Adını bir Osmanlı padişahından alan Süleymaniye’nin TC denetimine girmemesinin TC’de uyandırdığı öfke büyük. TC bunu Süleymaniye’nin PKK denetiminde olduğu vurgusuyla açığa vururken, Süleymaniye halkının, soykırım siyasetinden bağımsız bir duruş sergileme yönünde bazı adımlar atması önemli bir Kürdistanî duruş olur. Süleymaniye merkezli yapılan ve Türk ordusunun Kürdistan’dan çıkmasını isteyen imza kampanyası buna iyi bir başlangıç oldu. Süleymaniye’nin adını değiştirip Kürtçe bir ismi bu şehre vererek yayılmacı Türk siyasetine karşı bir duruş ortaya konulması da ikinci bir adım olabilir. Benzer fikirler daha da geliştirilebilir. Tarih yapıcılığından korkmamak gerekir.
Süleymaniye böyleyken Hewlêr biraz daha ayrı gelişmelere sahne olmakta. Hewlêr kadim bir Kürdistan şehri. Başûr Kürdistan için olduğu kadar, tüm Kürdistan için de anlamı büyük, tarihsel bir şehir. Son dönemlerde Başûr Kürdistan’da TC-MİT destekli Türkmen Cephesi örgütünün Hewlêr üzerinde bu kadar durması, Hewlêr’i asılsız söylemlerle götürüp bir tarihsizliğe ve Türklüğe bağlaması, ‘Güneş dil teorisi’ kadar temelsiz olsa da dikkat çekiyor. Öyle bir asılsız tarih söylemi ki, Türkler bile söylenen kavramları anlamıyor. Bu durum Hewlêr’in Türkler için de önemli olduğunu, Türklerin Hewlêr’e de göz diktiğini ortaya koydu.

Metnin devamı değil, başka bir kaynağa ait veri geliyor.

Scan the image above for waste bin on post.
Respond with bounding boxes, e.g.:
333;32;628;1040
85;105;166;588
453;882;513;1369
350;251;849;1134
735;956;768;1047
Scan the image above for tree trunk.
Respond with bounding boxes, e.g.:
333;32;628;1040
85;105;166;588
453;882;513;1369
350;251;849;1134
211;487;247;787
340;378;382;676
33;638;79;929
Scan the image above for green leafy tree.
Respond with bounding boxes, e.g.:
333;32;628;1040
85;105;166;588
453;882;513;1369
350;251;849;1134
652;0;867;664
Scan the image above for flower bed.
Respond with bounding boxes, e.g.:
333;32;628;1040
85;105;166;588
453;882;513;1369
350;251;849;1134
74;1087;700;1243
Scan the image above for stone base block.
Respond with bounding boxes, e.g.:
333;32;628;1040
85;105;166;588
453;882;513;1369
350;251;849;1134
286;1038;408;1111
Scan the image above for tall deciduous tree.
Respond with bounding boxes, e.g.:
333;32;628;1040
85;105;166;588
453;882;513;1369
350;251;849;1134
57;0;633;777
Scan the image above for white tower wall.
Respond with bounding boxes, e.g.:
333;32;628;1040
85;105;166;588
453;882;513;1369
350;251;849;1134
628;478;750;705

Hewlêr’e dair gelişmeler bununla bitmiyor. DAİŞ’in bir İslam devleti olarak yola çıkıp Hewlêr’e tanklar, kılıçlar ve nidalarla gelişi hatırlardadır. DAİŞ’in Hewlêr’e gelişinden ziyade, Hewlêr’den çıkışı hatırlardadır. O dönem Hewlêr, kentin baronlarının kaçışına, valiz hazırlamalarına ve PKK gerillalarının kahramanlıklarla dolu bir Kürdistanî refleksine, DAİŞ karşısındaki direnişine tanık oldu. PKK gerillalarının Başûrê Kurdistan halkı tarafından büyük bir yurtseverlik duygusuyla sahiplenmesine tüm tarih tanık oldu. Nihayetinde Hewlêr, Kürdistan şehri olarak kalmaya devam etti. PKK gerillaları kaçış yolundaki Barzanileri geri getirerek Hewlêr’in anahtarını onlara yeniden verdi. Çoğu siyasetçi PKK’nin bu tavrını fazla iyimser, fazla ulusal buldu ve eleştirdi, erken bir ulusal refleks olarak tanımladı. PKK ise ulusal birliğin önemli bir tutumu olarak, kendi tavrının doğruluğunda ısrar etti ve aynı duruşu sonraki eylemlerinde de gösterdi. Şüphesiz ilerde tarih ele alındığında farklı farklı görüşler de olacaktır. Ancak aslolan, PKK’nin Kürdistanî bilinci ve refleksidir. Şengal’de de yaşanan buydu. Şengal, 74. fermandan kurtarıldıktan sonra heybetli törenlerle PKK alandan çekildi.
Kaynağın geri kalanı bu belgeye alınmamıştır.